Google also says in one of the articles that it's best to stick to one site instead of scattering contents over two or more sites.

Yes, David, and isn't that the biggest problem? How can you possibly guess what search terms any one individual might use? For example, we are offering painting holidays in South of France. Therefore, I made sure that painting holidays is in my text, as well as painting courses, art holidays, art classes. If I now enter "painting holidays" in Google, I am on Page 2 of search results.

Hello David, I can't work out if you are referring to this groups' SEO thread or this spoof post of mine?

Brand

Either way you are right in what you say.

Ron

I think one thing missing in this thread is - what exactly is your business? What is it people are likely to be looking for when you want them to go to your business? All the stuff about meta tags, key words etc is true - but they have to reflect what your business is if that's what you want people to find when they search - and simple is good - in French and English

I had been meaning, for some time, to pitch in here, to both learn and exchange information.

But I got a little distracted. I shall begin by saying that I am no specialist and bow to superior knowledge of my peers both here and in the real world. However I have discovered, I believe, a few tricks of the trade regarding 'dumbed down' web visibility skills. Whether the following is cheating or canny marketing is for you to decide, but the Spoof Post Brand before Product was an experiment in 'non' coded SEO technique. The thread is still in the leader board and received nigh on 1800 page views. So with respect to Sheila and the other learned contributors, if you can bear with the lengthy and disjoined thread, you may find a couple of 'sure' fire methods herein.

see you in cyberspace.

@Helen I agree with your sentiments regard 'URL' naming, description, not paying for an SEO service etc. But I would not discount M-tags or at least KEY words, the search engines are not going to disclose what the web-bots 'instructions' are. I am benefitting from astounding visibility right now just by re-naming Photos, as you say in a phrase echoed in the text. ie Ron-is-fat-because-he-eats-big-macs-sfn-seo.jpeg

You are actually doing really well if you are on page 8 after just publishing your site. It can take ages to get taken up by Google. SEO is not worth paying for either. Better off with a relevant site name and accurate description of your site. Meta tags apparently are little use as the SEO spiders look for first sentence of a web site to suit it to the search words. Also one should not use Flash player on the opening page. Oh home page should be called Main or Home not Welcome.

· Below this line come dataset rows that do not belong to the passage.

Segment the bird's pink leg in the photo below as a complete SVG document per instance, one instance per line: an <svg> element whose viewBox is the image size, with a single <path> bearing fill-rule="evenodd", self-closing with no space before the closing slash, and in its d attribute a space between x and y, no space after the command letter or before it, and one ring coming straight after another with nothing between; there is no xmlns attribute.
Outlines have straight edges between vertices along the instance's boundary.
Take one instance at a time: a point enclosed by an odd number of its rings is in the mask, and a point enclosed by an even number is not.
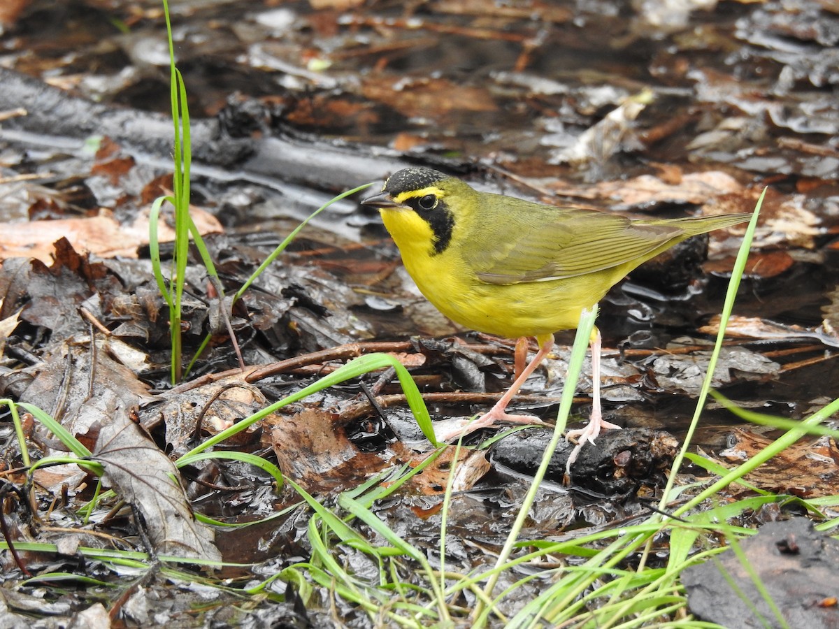
<svg viewBox="0 0 839 629"><path fill-rule="evenodd" d="M571 464L576 460L580 450L582 450L582 446L586 441L593 444L594 439L597 438L602 429L610 430L621 428L603 419L603 413L600 406L600 351L602 343L600 330L597 328L591 331L589 345L591 348L591 416L586 428L569 430L565 433L566 440L576 441L576 445L568 457L568 464L565 465L566 471L571 470Z"/></svg>
<svg viewBox="0 0 839 629"><path fill-rule="evenodd" d="M539 340L540 346L539 351L534 359L530 361L527 366L525 366L515 381L507 390L501 399L495 403L495 406L489 409L489 412L484 415L479 417L473 422L469 422L466 424L456 425L449 429L443 429L439 431L435 431L437 434L437 439L439 441L450 441L451 439L456 439L457 437L461 437L465 434L468 434L478 429L488 428L494 425L498 422L510 422L512 424L544 424L544 422L538 417L534 415L511 415L507 413L507 405L510 403L516 393L519 392L519 389L522 387L524 382L530 377L530 375L536 371L545 357L548 356L550 351L554 348L554 335L548 335L547 336L539 336L537 340ZM521 340L519 339L519 342ZM525 340L526 342L526 340ZM516 348L518 350L519 343L516 344Z"/></svg>

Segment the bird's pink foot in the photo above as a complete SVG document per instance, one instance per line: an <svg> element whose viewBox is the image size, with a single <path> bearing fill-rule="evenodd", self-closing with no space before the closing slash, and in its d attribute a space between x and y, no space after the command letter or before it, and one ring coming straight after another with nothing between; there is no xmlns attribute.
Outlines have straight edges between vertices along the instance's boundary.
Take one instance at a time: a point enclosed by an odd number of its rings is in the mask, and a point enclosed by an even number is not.
<svg viewBox="0 0 839 629"><path fill-rule="evenodd" d="M576 429L575 430L569 430L566 432L565 440L576 441L576 445L574 446L574 450L572 450L571 455L568 455L568 462L565 464L565 475L571 475L571 464L576 460L577 456L580 455L580 450L582 450L582 446L586 444L586 441L589 441L593 444L594 439L600 435L601 430L620 429L621 426L618 426L617 424L606 421L599 414L597 417L595 417L592 413L591 418L588 420L588 424L586 428Z"/></svg>
<svg viewBox="0 0 839 629"><path fill-rule="evenodd" d="M460 437L465 437L470 433L480 430L482 428L491 428L497 424L543 424L541 419L534 415L511 415L493 407L474 421L469 419L446 419L435 422L434 434L438 441L451 441Z"/></svg>

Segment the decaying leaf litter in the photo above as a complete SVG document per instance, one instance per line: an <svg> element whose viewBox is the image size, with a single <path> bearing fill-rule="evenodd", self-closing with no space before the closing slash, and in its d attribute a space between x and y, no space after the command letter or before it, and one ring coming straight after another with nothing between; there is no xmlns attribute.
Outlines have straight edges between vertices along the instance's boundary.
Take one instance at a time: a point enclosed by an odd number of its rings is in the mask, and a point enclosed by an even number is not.
<svg viewBox="0 0 839 629"><path fill-rule="evenodd" d="M192 202L228 289L331 194L407 163L448 168L508 194L655 216L749 211L769 185L736 309L743 319L715 386L738 405L796 418L836 397L839 118L831 70L836 29L830 26L837 18L829 7L731 3L680 15L484 2L430 3L413 14L385 3L264 6L246 14L225 3L173 10L179 67L194 101ZM124 34L113 29L115 16L128 27ZM268 577L305 560L311 550L303 507L256 528L216 529L213 545L212 529L191 521L190 505L242 522L283 513L298 494L241 461L176 470L169 461L371 351L409 365L435 416L469 415L503 390L512 348L474 335L446 338L463 330L413 292L378 218L344 202L315 221L231 313L253 366L244 373L235 368L202 268L188 268L187 346L207 331L214 342L193 373L199 379L168 388L167 314L143 248L148 206L171 182L171 126L148 111L168 111L161 70L168 60L154 54L164 42L159 7L34 2L3 18L3 395L60 421L106 468L107 486L117 494L81 517L96 480L76 465L36 470L29 491L8 422L8 538L18 546L59 544L58 554L18 551L31 574L122 583L106 606L128 624L185 621L201 596L196 590L179 598L152 581L128 591L109 564L80 562L78 547L260 562L221 573L240 588L254 574ZM56 55L62 46L73 55ZM90 142L100 134L106 138ZM692 243L675 260L638 269L602 304L599 325L614 348L604 382L611 421L681 436L691 407L685 393L695 394L704 373L707 335L737 246L736 230L715 235L705 263L703 247ZM557 356L521 398L548 418L566 366L561 348ZM349 382L265 418L224 447L275 460L327 502L377 472L420 465L429 446L392 377L379 376L363 380L384 407L383 420ZM581 382L581 418L589 392ZM731 416L717 408L706 418L699 446L720 460L748 455L738 444L766 439L751 429L727 443ZM41 422L23 419L35 459L62 447ZM663 434L666 452L672 437ZM487 549L503 543L527 484L524 457L513 454L511 461L505 454L515 452L515 439L524 439L525 451L539 449L531 444L538 433L524 431L488 458L483 450L457 453L464 465L448 514L450 569L492 565ZM837 493L835 442L802 447L825 467L811 470L790 452L748 480L802 497ZM398 500L374 507L432 554L440 525L435 494L454 456L446 452ZM616 459L623 460L607 462ZM666 469L656 464L637 482L612 470L606 481L620 481L619 500L603 497L603 483L577 484L571 492L545 483L522 538L555 539L645 517ZM171 476L179 482L166 483ZM169 491L159 492L162 486ZM749 491L732 489L732 496ZM781 515L762 509L741 523ZM341 553L355 574L371 569L363 554L349 547ZM55 590L18 586L20 569L8 554L4 569L6 605L16 613L96 612L81 590L70 606L44 607ZM198 582L197 574L190 578ZM268 591L293 603L278 585ZM191 621L197 624L230 621L223 605L242 595L205 595L211 611ZM529 595L519 590L505 611ZM320 616L324 600L315 595L306 603L312 622L328 621ZM341 622L371 621L346 600L338 606ZM251 613L302 612L269 597Z"/></svg>

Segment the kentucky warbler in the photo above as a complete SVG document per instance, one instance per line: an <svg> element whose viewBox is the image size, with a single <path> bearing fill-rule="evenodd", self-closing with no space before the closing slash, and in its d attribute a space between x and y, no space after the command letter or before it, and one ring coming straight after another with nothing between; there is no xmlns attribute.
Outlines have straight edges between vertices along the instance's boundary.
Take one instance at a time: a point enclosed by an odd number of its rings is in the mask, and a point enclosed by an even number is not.
<svg viewBox="0 0 839 629"><path fill-rule="evenodd" d="M481 332L535 336L539 343L535 357L517 368L515 382L498 403L465 429L439 435L441 440L498 421L540 423L508 414L507 405L552 349L554 332L576 328L583 309L597 308L607 291L642 263L691 236L751 216L630 221L478 192L427 168L399 170L380 194L362 203L379 209L408 273L443 314ZM517 350L524 351L525 343L519 338ZM591 418L586 429L570 433L578 439L577 451L586 440L593 443L602 428L619 428L601 414L597 328L591 348ZM517 367L523 364L522 357Z"/></svg>

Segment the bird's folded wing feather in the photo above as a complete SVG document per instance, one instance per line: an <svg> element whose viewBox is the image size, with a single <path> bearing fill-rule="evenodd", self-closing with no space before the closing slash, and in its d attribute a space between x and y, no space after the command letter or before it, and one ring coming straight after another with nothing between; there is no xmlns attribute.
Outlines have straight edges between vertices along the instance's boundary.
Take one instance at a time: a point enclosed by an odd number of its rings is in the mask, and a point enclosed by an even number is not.
<svg viewBox="0 0 839 629"><path fill-rule="evenodd" d="M539 207L535 214L474 252L479 279L513 284L585 275L643 257L684 233L593 211Z"/></svg>

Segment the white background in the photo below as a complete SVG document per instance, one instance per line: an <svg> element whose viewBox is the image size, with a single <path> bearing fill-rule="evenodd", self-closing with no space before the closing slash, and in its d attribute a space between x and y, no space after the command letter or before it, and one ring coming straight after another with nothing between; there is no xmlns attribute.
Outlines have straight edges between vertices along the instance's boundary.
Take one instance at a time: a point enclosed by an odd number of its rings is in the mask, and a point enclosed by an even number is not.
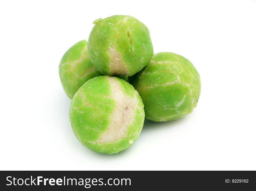
<svg viewBox="0 0 256 191"><path fill-rule="evenodd" d="M256 1L3 1L1 170L256 170ZM114 15L143 22L155 53L189 60L202 91L193 113L145 121L132 146L109 155L74 135L58 66L93 21Z"/></svg>

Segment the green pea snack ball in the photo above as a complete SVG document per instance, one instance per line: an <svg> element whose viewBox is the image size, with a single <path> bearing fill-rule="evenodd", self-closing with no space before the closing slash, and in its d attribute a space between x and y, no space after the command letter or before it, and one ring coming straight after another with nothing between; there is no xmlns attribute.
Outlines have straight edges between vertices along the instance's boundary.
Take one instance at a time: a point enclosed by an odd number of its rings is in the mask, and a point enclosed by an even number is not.
<svg viewBox="0 0 256 191"><path fill-rule="evenodd" d="M142 99L146 119L155 122L177 119L192 112L201 91L200 76L192 63L170 52L154 54L128 81Z"/></svg>
<svg viewBox="0 0 256 191"><path fill-rule="evenodd" d="M102 76L86 82L71 101L70 118L83 145L102 153L129 147L141 133L145 117L142 101L131 84Z"/></svg>
<svg viewBox="0 0 256 191"><path fill-rule="evenodd" d="M93 22L88 52L97 69L109 76L132 76L150 61L153 48L149 31L130 16L114 15Z"/></svg>
<svg viewBox="0 0 256 191"><path fill-rule="evenodd" d="M61 81L70 99L88 80L103 74L93 66L89 58L87 42L81 40L65 53L59 67Z"/></svg>

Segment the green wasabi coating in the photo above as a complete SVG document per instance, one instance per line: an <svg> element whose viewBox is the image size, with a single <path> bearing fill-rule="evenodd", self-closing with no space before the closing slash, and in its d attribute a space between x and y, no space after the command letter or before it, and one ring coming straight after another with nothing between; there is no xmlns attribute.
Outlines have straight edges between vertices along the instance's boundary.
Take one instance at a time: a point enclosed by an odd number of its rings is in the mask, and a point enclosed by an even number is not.
<svg viewBox="0 0 256 191"><path fill-rule="evenodd" d="M95 77L86 82L71 101L73 131L83 145L102 153L117 153L138 137L145 113L142 101L131 84L118 78Z"/></svg>
<svg viewBox="0 0 256 191"><path fill-rule="evenodd" d="M103 75L90 60L87 44L83 40L74 45L64 54L59 66L62 86L70 99L87 80Z"/></svg>
<svg viewBox="0 0 256 191"><path fill-rule="evenodd" d="M177 119L192 112L201 91L200 76L192 63L170 52L154 54L128 81L143 101L146 119L155 122Z"/></svg>
<svg viewBox="0 0 256 191"><path fill-rule="evenodd" d="M153 48L149 31L130 16L114 15L93 22L88 52L97 69L109 76L131 76L150 62Z"/></svg>

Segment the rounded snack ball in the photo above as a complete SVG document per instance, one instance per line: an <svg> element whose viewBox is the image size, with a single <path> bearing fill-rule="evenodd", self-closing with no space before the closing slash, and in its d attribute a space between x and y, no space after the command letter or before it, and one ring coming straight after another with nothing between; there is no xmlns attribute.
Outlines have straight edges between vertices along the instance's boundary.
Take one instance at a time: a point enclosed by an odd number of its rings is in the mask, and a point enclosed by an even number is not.
<svg viewBox="0 0 256 191"><path fill-rule="evenodd" d="M88 51L97 69L109 76L132 76L151 59L153 48L149 31L130 16L114 15L95 21Z"/></svg>
<svg viewBox="0 0 256 191"><path fill-rule="evenodd" d="M65 92L70 99L88 80L103 74L89 58L85 40L74 45L65 53L59 66L59 74Z"/></svg>
<svg viewBox="0 0 256 191"><path fill-rule="evenodd" d="M200 76L192 63L170 52L154 54L128 81L143 101L146 119L155 122L177 119L192 112L201 91Z"/></svg>
<svg viewBox="0 0 256 191"><path fill-rule="evenodd" d="M70 119L82 144L102 153L117 153L137 139L145 115L142 101L131 85L116 77L89 80L71 101Z"/></svg>

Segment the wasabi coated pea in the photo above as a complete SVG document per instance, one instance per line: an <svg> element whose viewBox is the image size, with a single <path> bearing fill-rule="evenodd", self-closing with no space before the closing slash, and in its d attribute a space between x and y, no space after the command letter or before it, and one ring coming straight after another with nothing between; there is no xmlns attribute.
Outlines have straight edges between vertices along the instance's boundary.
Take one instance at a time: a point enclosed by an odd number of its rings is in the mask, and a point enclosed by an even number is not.
<svg viewBox="0 0 256 191"><path fill-rule="evenodd" d="M70 99L87 80L103 75L92 63L87 44L83 40L75 44L65 53L60 64L61 81L65 92Z"/></svg>
<svg viewBox="0 0 256 191"><path fill-rule="evenodd" d="M146 119L151 121L170 121L191 113L200 96L200 76L195 68L187 59L170 52L154 54L128 81L139 92Z"/></svg>
<svg viewBox="0 0 256 191"><path fill-rule="evenodd" d="M141 133L143 105L131 85L107 76L88 80L71 101L73 131L84 146L97 152L117 153L129 147Z"/></svg>
<svg viewBox="0 0 256 191"><path fill-rule="evenodd" d="M93 23L88 51L92 62L103 73L131 76L150 61L153 48L149 31L138 19L114 15Z"/></svg>

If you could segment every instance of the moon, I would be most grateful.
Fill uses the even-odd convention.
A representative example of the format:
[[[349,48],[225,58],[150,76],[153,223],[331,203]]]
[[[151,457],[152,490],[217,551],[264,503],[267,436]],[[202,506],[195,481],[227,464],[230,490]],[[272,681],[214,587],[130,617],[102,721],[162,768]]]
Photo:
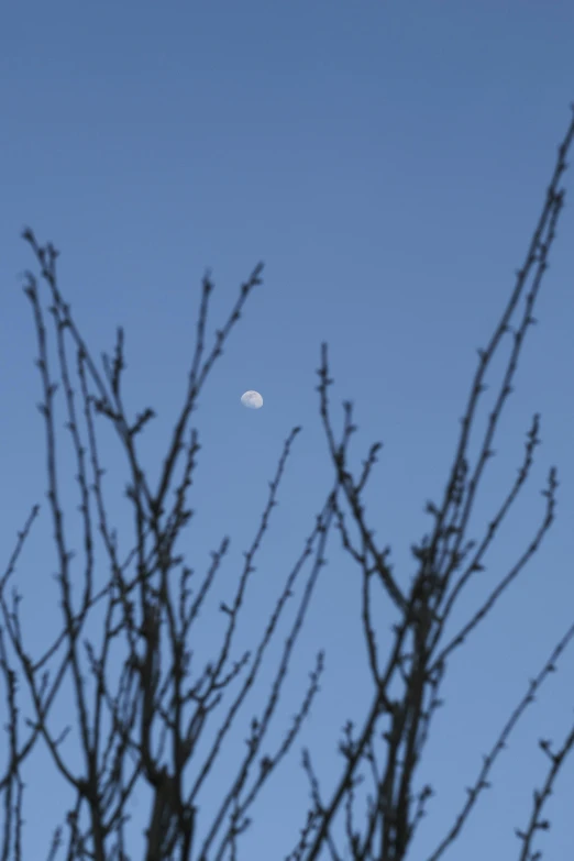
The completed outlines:
[[[245,391],[241,396],[241,402],[244,407],[247,407],[247,409],[261,409],[261,407],[263,407],[262,396],[258,391],[253,391],[253,389]]]

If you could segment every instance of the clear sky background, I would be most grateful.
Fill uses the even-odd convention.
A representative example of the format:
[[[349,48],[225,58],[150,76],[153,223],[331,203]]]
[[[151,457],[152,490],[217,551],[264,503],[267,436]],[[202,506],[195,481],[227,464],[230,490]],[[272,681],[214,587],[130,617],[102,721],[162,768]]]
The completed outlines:
[[[209,551],[231,537],[218,594],[229,595],[283,441],[301,424],[247,595],[240,645],[253,644],[331,483],[316,391],[321,341],[330,345],[338,420],[341,400],[355,404],[356,462],[371,442],[384,442],[368,496],[372,525],[393,548],[398,579],[407,583],[415,571],[409,547],[430,528],[426,500],[442,494],[476,349],[486,344],[514,285],[570,122],[573,38],[574,7],[566,0],[4,5],[0,548],[3,566],[30,507],[42,503],[18,567],[32,651],[49,641],[59,611],[35,406],[36,343],[19,278],[33,265],[19,239],[22,228],[30,224],[60,250],[60,288],[96,357],[111,352],[115,327],[124,327],[128,407],[151,405],[158,412],[140,444],[152,482],[185,391],[205,269],[211,267],[217,285],[213,332],[241,282],[265,262],[265,283],[195,413],[203,448],[191,495],[197,515],[184,547],[202,572]],[[561,482],[558,519],[520,579],[453,656],[445,706],[420,769],[419,786],[430,779],[438,794],[412,859],[423,860],[452,824],[482,754],[572,621],[572,170],[566,186],[536,313],[540,324],[529,332],[495,445],[477,536],[516,475],[536,411],[543,444],[459,622],[529,542],[552,464]],[[240,405],[251,388],[264,397],[258,411]],[[485,400],[483,418],[487,410]],[[113,438],[102,439],[110,506],[120,534],[129,533],[123,462]],[[73,482],[64,489],[79,564]],[[301,746],[311,748],[327,795],[341,764],[341,727],[358,719],[369,700],[358,572],[336,537],[328,559],[272,741],[289,725],[313,655],[324,647],[320,698],[290,762],[253,812],[243,858],[268,861],[290,850],[308,804]],[[393,621],[390,608],[383,608],[383,642]],[[201,654],[218,642],[216,599],[203,623]],[[514,829],[526,824],[532,788],[547,768],[537,742],[541,736],[558,742],[571,726],[573,677],[574,656],[566,654],[450,857],[518,857]],[[263,694],[260,688],[253,704]],[[62,704],[62,724],[70,707]],[[206,816],[218,786],[227,785],[225,765],[242,750],[253,708],[242,715],[221,782],[205,798]],[[74,761],[74,741],[67,744]],[[68,796],[45,754],[32,762],[26,858],[40,859]],[[571,857],[572,797],[574,762],[548,807],[552,829],[538,843],[545,858]],[[145,793],[131,812],[143,827]],[[134,841],[135,857],[139,846]]]

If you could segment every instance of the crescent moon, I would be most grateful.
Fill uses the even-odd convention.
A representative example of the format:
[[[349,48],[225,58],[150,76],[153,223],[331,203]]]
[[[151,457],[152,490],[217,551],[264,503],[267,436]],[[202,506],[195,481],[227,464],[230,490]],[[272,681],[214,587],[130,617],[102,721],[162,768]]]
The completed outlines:
[[[253,391],[253,389],[245,391],[241,396],[241,402],[244,407],[247,407],[247,409],[261,409],[261,407],[263,407],[262,396],[258,391]]]

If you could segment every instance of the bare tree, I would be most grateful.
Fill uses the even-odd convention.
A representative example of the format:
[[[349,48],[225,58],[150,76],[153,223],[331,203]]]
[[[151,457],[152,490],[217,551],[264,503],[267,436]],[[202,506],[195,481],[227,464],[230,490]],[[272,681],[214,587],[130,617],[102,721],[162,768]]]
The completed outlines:
[[[340,744],[342,765],[335,785],[321,787],[309,751],[303,769],[310,784],[311,804],[290,861],[311,861],[320,856],[354,861],[398,861],[408,856],[412,836],[424,814],[432,787],[416,786],[417,768],[429,738],[432,718],[440,705],[441,684],[449,658],[470,637],[499,596],[517,578],[536,553],[554,515],[556,475],[552,470],[544,490],[545,510],[540,527],[522,555],[500,579],[487,599],[476,608],[461,630],[448,634],[446,622],[468,582],[479,575],[485,555],[499,533],[512,503],[520,493],[539,442],[539,417],[528,431],[526,452],[518,477],[493,515],[479,540],[468,537],[468,521],[485,466],[493,455],[493,440],[511,390],[533,310],[548,267],[555,227],[563,206],[561,178],[574,136],[574,120],[559,150],[545,202],[526,262],[503,316],[485,350],[471,386],[468,404],[454,462],[440,505],[428,504],[433,518],[431,533],[412,545],[418,572],[410,584],[393,573],[389,549],[374,537],[364,504],[364,489],[376,462],[379,444],[371,448],[358,476],[349,465],[350,441],[355,430],[350,404],[344,405],[340,441],[333,429],[327,346],[319,368],[320,413],[334,467],[333,486],[324,500],[292,569],[278,590],[275,607],[262,626],[251,652],[238,653],[238,620],[245,606],[246,588],[254,560],[268,529],[272,510],[298,428],[287,438],[271,482],[260,527],[245,553],[234,594],[222,601],[224,633],[217,653],[196,666],[197,622],[229,549],[224,538],[212,561],[199,577],[186,564],[180,538],[192,511],[189,493],[199,452],[198,432],[190,427],[191,412],[210,371],[221,355],[253,289],[261,283],[262,265],[242,285],[231,313],[211,349],[206,327],[213,284],[206,276],[198,313],[195,352],[184,404],[175,422],[157,487],[150,486],[137,452],[137,434],[154,418],[151,408],[135,418],[126,415],[122,393],[125,367],[123,331],[118,330],[114,354],[103,356],[103,374],[86,345],[65,302],[56,277],[56,250],[41,246],[32,231],[24,238],[40,266],[41,282],[26,274],[37,335],[47,454],[47,498],[58,560],[57,589],[62,628],[40,655],[26,648],[21,623],[22,596],[15,586],[15,566],[38,514],[35,506],[0,578],[0,669],[7,710],[5,765],[0,774],[3,794],[2,861],[26,858],[23,828],[23,769],[38,744],[48,751],[55,775],[69,787],[74,802],[55,828],[48,859],[97,859],[125,861],[130,848],[128,803],[139,785],[151,793],[145,830],[147,861],[236,859],[240,837],[250,825],[254,803],[282,761],[294,751],[294,742],[318,692],[323,665],[319,653],[310,669],[310,681],[301,694],[291,724],[275,748],[268,747],[268,730],[277,720],[278,704],[294,648],[306,620],[313,589],[324,563],[331,526],[358,569],[362,589],[362,626],[373,682],[372,699],[362,726],[347,722]],[[49,295],[54,324],[56,371],[52,369],[46,316],[40,298],[40,283]],[[503,339],[512,340],[510,356],[499,384],[495,407],[473,461],[468,438],[476,421],[484,377]],[[57,379],[57,382],[56,382]],[[75,566],[69,527],[64,515],[57,448],[56,390],[63,390],[63,406],[74,455],[84,544],[82,565]],[[106,504],[104,470],[98,443],[98,422],[113,429],[129,468],[126,497],[133,511],[133,536],[122,534],[110,522]],[[96,562],[101,548],[106,565]],[[102,577],[102,570],[106,574]],[[79,584],[79,586],[78,586]],[[396,612],[394,642],[388,654],[378,648],[380,621],[374,612],[375,589],[388,596]],[[296,597],[295,601],[289,600]],[[289,615],[290,612],[290,615]],[[220,788],[220,803],[209,812],[202,807],[206,785],[218,760],[224,757],[231,730],[249,708],[250,693],[257,684],[261,666],[279,620],[288,619],[289,632],[280,648],[263,708],[249,719],[246,749],[229,783]],[[96,625],[90,621],[96,620]],[[91,632],[95,629],[96,634]],[[435,861],[453,843],[468,819],[478,796],[488,785],[492,766],[520,716],[570,641],[574,625],[561,638],[553,653],[531,682],[523,699],[509,717],[490,753],[485,757],[468,797],[444,840],[429,848]],[[194,649],[192,649],[194,645]],[[32,718],[22,720],[19,681]],[[75,714],[70,726],[54,727],[54,704],[69,684]],[[398,691],[398,695],[395,693]],[[208,731],[209,730],[209,731]],[[81,763],[68,757],[63,741],[74,731]],[[200,742],[210,739],[203,747]],[[543,787],[534,794],[529,823],[518,831],[520,859],[533,859],[534,834],[548,827],[543,807],[556,774],[574,746],[574,727],[558,749],[542,739],[549,757]],[[192,768],[190,768],[192,763]],[[369,786],[366,808],[355,796],[360,781]],[[199,821],[201,817],[201,823]],[[338,830],[341,824],[342,831]],[[199,827],[201,825],[201,827]],[[335,834],[336,831],[336,834]],[[338,847],[342,840],[344,848]],[[274,857],[273,848],[266,854]]]
[[[335,522],[345,551],[356,564],[362,587],[362,623],[367,647],[373,693],[371,707],[362,726],[355,730],[349,722],[340,750],[344,769],[327,797],[320,792],[320,783],[312,768],[309,751],[305,751],[303,766],[311,787],[312,806],[309,827],[294,852],[294,859],[312,861],[328,847],[332,859],[352,858],[353,861],[399,861],[407,858],[410,842],[429,798],[431,785],[416,787],[417,766],[440,699],[449,659],[460,649],[477,626],[495,606],[503,593],[516,581],[532,559],[554,518],[556,471],[551,468],[548,485],[542,492],[545,507],[536,534],[531,536],[525,551],[510,571],[499,579],[460,630],[449,636],[446,625],[452,610],[472,578],[484,570],[485,558],[500,532],[518,494],[522,489],[533,462],[534,448],[539,444],[540,417],[536,415],[527,433],[527,442],[518,476],[508,489],[506,498],[493,512],[485,533],[471,538],[470,518],[476,503],[481,479],[487,461],[493,457],[493,441],[498,422],[512,390],[512,380],[529,327],[536,322],[533,311],[540,292],[549,254],[555,238],[555,229],[564,203],[562,175],[566,169],[566,155],[574,136],[574,119],[571,121],[558,162],[547,190],[545,201],[530,241],[522,267],[516,274],[516,285],[504,308],[500,320],[486,349],[478,350],[478,366],[471,385],[468,402],[461,420],[461,433],[454,461],[440,505],[427,504],[433,527],[418,544],[411,547],[418,571],[408,588],[401,588],[389,564],[390,549],[382,548],[375,540],[363,503],[364,488],[380,449],[375,443],[363,463],[358,476],[349,465],[349,449],[353,432],[352,405],[344,404],[344,424],[338,442],[330,413],[330,378],[328,351],[323,344],[319,368],[321,418],[331,460],[338,476],[340,494],[335,497]],[[478,401],[485,390],[485,375],[490,368],[503,339],[511,339],[509,356],[497,383],[495,405],[488,415],[486,429],[473,460],[468,451],[470,435],[476,426]],[[341,500],[341,501],[340,501]],[[375,590],[388,597],[397,612],[393,627],[394,642],[388,653],[379,654],[377,639],[382,632],[380,620],[374,616]],[[377,637],[378,634],[378,637]],[[499,738],[484,757],[484,763],[474,784],[467,790],[467,798],[452,828],[440,845],[427,850],[429,861],[438,861],[453,843],[468,819],[481,793],[489,785],[488,776],[505,742],[534,695],[554,671],[555,663],[574,638],[574,623],[563,633],[544,664],[531,681],[522,700],[509,716]],[[398,696],[391,691],[399,691]],[[379,742],[380,740],[380,742]],[[548,739],[540,740],[548,754],[548,777],[541,791],[534,792],[534,802],[528,826],[517,829],[521,841],[520,861],[539,858],[532,849],[537,831],[547,829],[542,818],[544,803],[552,791],[555,777],[567,754],[574,747],[574,725],[555,749]],[[355,790],[360,782],[368,780],[367,810],[355,804]],[[333,825],[341,809],[344,812],[345,851],[338,850],[332,836]]]

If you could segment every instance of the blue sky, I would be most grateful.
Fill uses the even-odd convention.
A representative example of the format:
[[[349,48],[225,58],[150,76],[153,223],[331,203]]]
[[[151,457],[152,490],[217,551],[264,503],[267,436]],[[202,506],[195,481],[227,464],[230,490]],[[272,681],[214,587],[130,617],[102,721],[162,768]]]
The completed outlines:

Lastly links to and from other pages can speed up your SEO, for some reason.

Thanks, I thought it was a bit odd

@ Louise - Complete tosh - Google are not interested in what software is used to make sites, they are only interested in the quality of the content and the "relevance" of the site.

Google's interest is in serving relevant searches so that people click on adverts on their pages - this is their reason for being, no other reason.

Make a website open and honest - avoid using ANY tricks or ideas which ANYONE tells you will help your placement. However, do make sure that you describe clearly and concisely what you are offering , where and why.

That is all they want - plus they would like you to buy Adwords of course :)

A website designer told me the other day that Google and other search engines don't like sites designed by software such as Wordpress, - is this true?